Income taxes are provided for the tax effects of transactions reported in the financial statements and consist of taxes currently payable plus deferred income taxes related to certain income and expenses recognized in different periods for financial and income tax reporting purposes. Deferred income tax assets and liabilities represent the future tax return consequences of those differences, which will either be taxable or deductible when assets are recovered or liabilities are settled. Deferred income taxes are also recognized for net operating loss carry forwards and tax credits that are available to offset future income taxes. Deferred income taxes are measured by applying currently enacted tax rates to the differences between financial statement and income tax reporting. We routinely assess the realizability of our deferred tax assets. If we conclude that it is more likely than not that some portion or all of the deferred tax assets will not be realized under accounting standards, the tax asset would be reduced by a valuation allowance. We consider estimated future taxable income in making such assessments, including the future reversal of taxable temporary differences. Numerous judgments and assumptions are inherent in the determination of future taxable income, including factors such as future operating conditions (particularly as related to prevailing oil and natural gas prices). There can be no assurance that facts and circumstances will not materially change and require us to adjust deferred tax asset valuation allowances in the future.

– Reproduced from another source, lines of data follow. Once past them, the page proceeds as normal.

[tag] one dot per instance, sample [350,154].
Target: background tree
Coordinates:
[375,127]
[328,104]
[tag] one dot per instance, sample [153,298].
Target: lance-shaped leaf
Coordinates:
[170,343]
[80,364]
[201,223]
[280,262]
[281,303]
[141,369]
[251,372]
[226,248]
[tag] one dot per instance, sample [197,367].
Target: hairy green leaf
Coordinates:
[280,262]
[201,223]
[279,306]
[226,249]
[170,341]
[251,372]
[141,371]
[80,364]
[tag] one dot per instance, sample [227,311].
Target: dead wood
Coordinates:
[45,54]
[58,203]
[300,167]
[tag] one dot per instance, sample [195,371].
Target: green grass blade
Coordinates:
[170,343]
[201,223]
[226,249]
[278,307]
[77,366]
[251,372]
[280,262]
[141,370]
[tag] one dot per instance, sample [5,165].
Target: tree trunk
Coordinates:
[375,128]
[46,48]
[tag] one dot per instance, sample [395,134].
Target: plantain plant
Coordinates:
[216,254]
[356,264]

Accounting guidance for recognizing and measuring uncertain tax positions prescribes a more likely than not recognition threshold that a tax position must meet for any of the benefit of the uncertain tax position to be recognized in the financial statements. Guidance is also provided regarding de-recognition, classification and disclosure of these uncertain tax positions. Based on this guidance, we regularly analyze tax positions taken or expected to be taken in a tax return based on the threshold
53


prescribed. Tax positions that do not meet or exceed this threshold are considered uncertain tax positions. Penalties, if any, related to uncertain tax positions would be recorded in other expenses. We currently do not have any uncertain tax positions recorded as of December 31, 2020.

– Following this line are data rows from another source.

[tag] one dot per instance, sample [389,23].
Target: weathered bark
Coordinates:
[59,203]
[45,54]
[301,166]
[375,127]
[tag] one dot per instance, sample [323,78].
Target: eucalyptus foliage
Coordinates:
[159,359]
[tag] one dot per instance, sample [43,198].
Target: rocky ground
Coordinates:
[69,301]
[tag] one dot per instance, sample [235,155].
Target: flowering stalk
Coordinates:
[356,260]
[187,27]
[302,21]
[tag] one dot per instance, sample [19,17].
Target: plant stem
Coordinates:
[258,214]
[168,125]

We are subject to taxation in many jurisdictions, and the calculation of our tax liabilities involves dealing with uncertainties in the application of complex tax laws and regulations in various taxing jurisdictions. If we ultimately determine that the payment of these liabilities will be unnecessary, we reverse the liability and recognize a tax benefit during the period in which we determine the liability no longer applies. Conversely, we record additional tax charges in a period in which we determine that a recorded tax liability is less than we expect the ultimate assessment to be. See “Results of Operations- Income Tax (Expense) Benefit” above for a discussion of changes to the valuation allowance during 2020.

New Accounting Pronouncements

For further information on the effects of recently adopted accounting pronouncements and the potential effects of new accounting pronouncements, refer to the Summary of Significant Accounting Policies in Note 2 of the notes to the consolidated financial statements.

Item 7A. Quantitative and Qualitative Disclosures about Market Risk.

The primary objective of the following information is to provide forward-looking quantitative and qualitative information about our potential exposure to market risks. The term “market risk” refers to the risk of loss arising from adverse changes in oil, natural gas and NGL prices and interest rates. The disclosures are not meant to be precise indicators of expected future losses, but rather indicators of reasonably possible losses. This forward-looking information provides indicators of how we view and manage our ongoing market risk exposures. All of our market risk sensitive instruments were entered into for purposes other than speculative trading.

Commodity Price Risk

Our primary market risk exposure is to the prices we receive for our production. Commodity pricing is primarily driven by the prevailing worldwide price for crude oil and spot regional market prices applicable to our U.S. natural gas production. Pricing for oil, natural gas and NGLs has been volatile and unpredictable for several years, and we expect this volatility to continue in the future. The prices we receive for future production depend on many factors outside of our control, including volatility in the differences between product prices at sales points and the applicable index price. Based on our average daily production and our derivative contracts in place for the year ended December 31, 2020, our income before taxes would have decreased by approximately $0.3 million for each $5.00 per barrel decrease in crude oil prices, $1.1 million for each $0.10 decrease per MMBtu in natural gas prices and $2.2 million for each $1.00 per barrel decrease in NGL prices.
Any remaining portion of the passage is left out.